Q: What signals should marketers pay more attention to?
Tara: Marketers need to pay more attention to the interaction-level signals that happen in real time and tell you exactly why someone moved from interest to action. Over half of marketers (56%) make their performance decisions at the overall marketing or campaign level; just 14% evaluate at the interaction or touchpoint level—looking at the page visits, clicks, and QR Code scans that indicate high intent.
As AI completely changes how people research and buy, it’s tempting to panic over the zero-click world. But at this stage, clicks are actually markers of high intent because they tell you who is deeply interested in what you have to say and sell. We need to be paying attention and make decisions based on those data points.
Q: To close things out, what are a few action steps marketers can take in response to the Marketing Visibility Report?
Tara: I would recommend three things. First, tap AI to shore up your performance measurement. AI is, of course, the talk of the town right now for everyone. But the data shows that marketers are most hungry for faster execution and turnaround and higher capacity. AI is built for analysis and measurement, so we should be using it to move more quickly and confidently but treat it as a starting point, not the final word. Always check your data. AI can surface patterns and speed up interpretation, but the judgment call still belongs to you.
Secondly, advocate for budget spend that’s driven by today’s performance, not what everyone else is doing or what you’ve always done. Managing your budget should always be tied to the outcomes you are driving as a business whether that is directly attributable or just overall tied to the health of your overall spend. Whether that is demand, brand performance, or something else, being able to share impact tied to ROI is critical for how to make sure you are investing in the right areas and betting on what you should do more (or less) of. Run small, agile experiments then make budgeting decisions based on performance data as it comes in.
Finally, and most importantly, shift your focus to interaction-level insights—the kind of data you find in your Bitly Analytics dashboard. If you’re currently making decisions based on big-picture performance, start comparing that data to what’s happening at each individual touchpoint. That’s where real visibility starts and ends because it gives you what you need to make sure your performance keeps getting better and better.
About Tara Robertson
Tara Robertson is a marketing leader with over 20 years of experience scaling SaaS brands globally and building award-winning teams.
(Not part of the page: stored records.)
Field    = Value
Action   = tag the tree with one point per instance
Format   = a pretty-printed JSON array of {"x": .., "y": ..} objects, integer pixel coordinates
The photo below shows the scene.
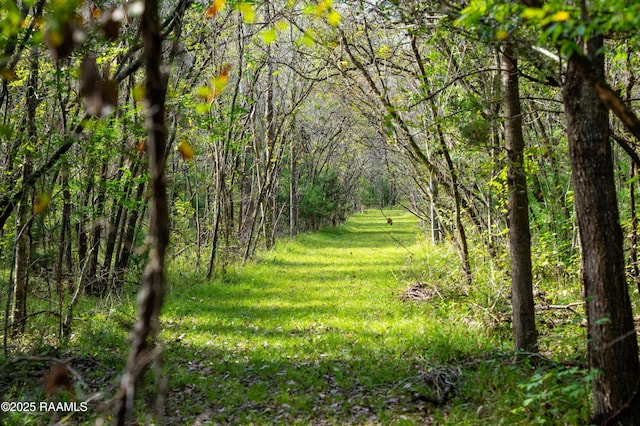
[
  {"x": 524, "y": 322},
  {"x": 151, "y": 294},
  {"x": 612, "y": 345}
]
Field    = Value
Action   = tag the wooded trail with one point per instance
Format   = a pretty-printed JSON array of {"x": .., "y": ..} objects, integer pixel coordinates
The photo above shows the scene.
[{"x": 313, "y": 332}]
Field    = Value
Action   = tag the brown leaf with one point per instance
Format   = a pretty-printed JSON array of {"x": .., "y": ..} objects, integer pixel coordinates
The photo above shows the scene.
[
  {"x": 58, "y": 379},
  {"x": 89, "y": 77},
  {"x": 109, "y": 90}
]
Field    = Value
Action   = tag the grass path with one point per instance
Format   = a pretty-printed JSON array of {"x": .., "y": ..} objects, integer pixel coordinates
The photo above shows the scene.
[{"x": 312, "y": 332}]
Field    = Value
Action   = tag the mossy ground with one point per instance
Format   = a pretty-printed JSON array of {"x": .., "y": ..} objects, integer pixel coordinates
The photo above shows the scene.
[{"x": 315, "y": 332}]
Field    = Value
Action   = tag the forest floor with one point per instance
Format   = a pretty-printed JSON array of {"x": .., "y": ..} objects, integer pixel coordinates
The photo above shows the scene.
[{"x": 322, "y": 330}]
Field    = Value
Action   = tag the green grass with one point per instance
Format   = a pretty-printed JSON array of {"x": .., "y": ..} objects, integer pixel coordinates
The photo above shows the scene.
[{"x": 314, "y": 331}]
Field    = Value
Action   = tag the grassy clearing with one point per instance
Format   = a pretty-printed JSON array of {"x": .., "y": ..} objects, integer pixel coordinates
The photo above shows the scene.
[{"x": 315, "y": 332}]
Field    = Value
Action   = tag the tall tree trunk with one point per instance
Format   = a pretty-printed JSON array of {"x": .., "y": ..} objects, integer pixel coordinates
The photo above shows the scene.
[
  {"x": 612, "y": 343},
  {"x": 23, "y": 217},
  {"x": 524, "y": 321},
  {"x": 152, "y": 290}
]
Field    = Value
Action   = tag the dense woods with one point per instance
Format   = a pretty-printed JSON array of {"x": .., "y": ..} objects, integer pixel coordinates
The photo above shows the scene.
[{"x": 144, "y": 141}]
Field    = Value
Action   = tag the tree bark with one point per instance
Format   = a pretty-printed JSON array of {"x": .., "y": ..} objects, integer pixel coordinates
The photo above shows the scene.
[
  {"x": 524, "y": 322},
  {"x": 152, "y": 290},
  {"x": 612, "y": 343}
]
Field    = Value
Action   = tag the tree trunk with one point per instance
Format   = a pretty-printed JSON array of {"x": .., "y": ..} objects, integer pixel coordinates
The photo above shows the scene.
[
  {"x": 524, "y": 322},
  {"x": 612, "y": 343},
  {"x": 23, "y": 217},
  {"x": 152, "y": 289}
]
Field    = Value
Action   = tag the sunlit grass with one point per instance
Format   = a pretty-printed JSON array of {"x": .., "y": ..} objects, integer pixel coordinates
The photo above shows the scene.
[{"x": 314, "y": 331}]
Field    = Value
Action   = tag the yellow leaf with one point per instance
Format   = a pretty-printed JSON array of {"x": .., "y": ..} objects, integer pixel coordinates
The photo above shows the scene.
[
  {"x": 334, "y": 18},
  {"x": 139, "y": 92},
  {"x": 248, "y": 12},
  {"x": 9, "y": 74},
  {"x": 141, "y": 146},
  {"x": 563, "y": 15},
  {"x": 282, "y": 25},
  {"x": 41, "y": 203},
  {"x": 186, "y": 150},
  {"x": 221, "y": 80}
]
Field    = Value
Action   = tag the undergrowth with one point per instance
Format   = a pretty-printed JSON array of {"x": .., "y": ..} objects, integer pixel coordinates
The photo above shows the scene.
[{"x": 316, "y": 330}]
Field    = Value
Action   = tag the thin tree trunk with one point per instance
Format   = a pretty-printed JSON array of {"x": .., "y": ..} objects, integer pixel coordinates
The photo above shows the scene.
[
  {"x": 612, "y": 343},
  {"x": 23, "y": 217},
  {"x": 152, "y": 290},
  {"x": 524, "y": 321}
]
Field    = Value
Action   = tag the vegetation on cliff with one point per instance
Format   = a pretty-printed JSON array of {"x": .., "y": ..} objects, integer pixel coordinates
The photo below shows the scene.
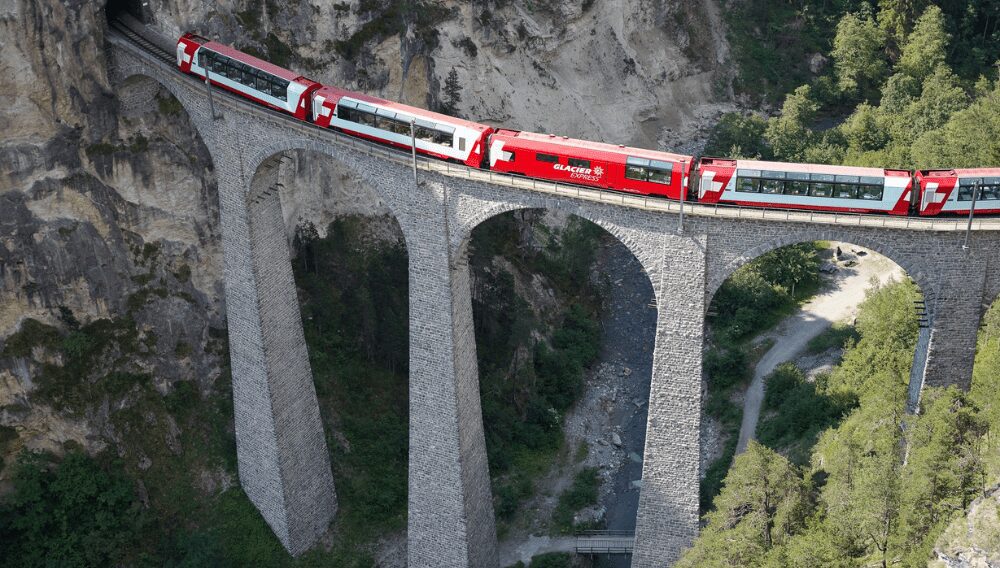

She has held senior marketing leadership roles at Sprout Social, Hotjar, and Teamwork, where she served as CMO. Throughout her career, she has focused on connecting customer research to growth strategy—translating what audiences actually do into marketing decisions that move the business forward.
As CMO at Bitly, Tara leads the company’s full-funnel marketing strategy across brand, demand generation, product marketing, and customer lifecycle. Outside of work, she is committed to building inclusive communities through DEI council participation, mentorship, and local initiatives—bringing the same people-first approach to community that she brings to marketing.